Abstract
The C=C bonds immobilized in the interlayer space of layered perovskite, HLaNb2O7·xH2O, have undergone hydrosilylation reactions with chlorohydrosilanes. The C-C bonds are immobilized by the reaction between an n-propoxyl derivative of HLaNb2O7·xH2O and 4-penten-1-ol to form a CH2=CH(CH2)3 O- derivative of HLaNb2O7·xH2O, and a corresponding increase in the interlayer distance from 1.54 to 1.85 nm is observed. The CH2=CH(CH2)3 O- derivative is further treated with dichloromethylsilane or trichlorosilane, and the interlayer distance increases to 2.41 (dichloromethylsilane) or 2.07 (trichlorosilane) nm.

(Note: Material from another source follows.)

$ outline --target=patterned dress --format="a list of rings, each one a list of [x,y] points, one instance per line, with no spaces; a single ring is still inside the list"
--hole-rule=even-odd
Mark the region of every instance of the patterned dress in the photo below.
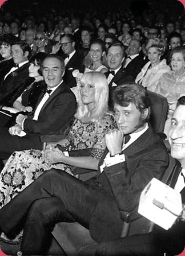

Solid-state 13C-CP/MAS-NMR spectroscopy and infra-red (IR) spectroscopy reveal that the C-C groups disappear after the treatment with dichloromethylsilane or trichlorosilane, and 13C-NMR signals assignable to the hydrosilylated products are clearly observed. Besides hydrosilylation reactions, siloxane formation involving hydrolysis of the Si-Cl groups also proceeds. The structure of the perovskite-like slabs in HLaNb2O7·xH 2O is preserved throughout the process, indicating the successful modification of immobilized C-C groups via hydrosilylation with no structural change in the inorganic host layers.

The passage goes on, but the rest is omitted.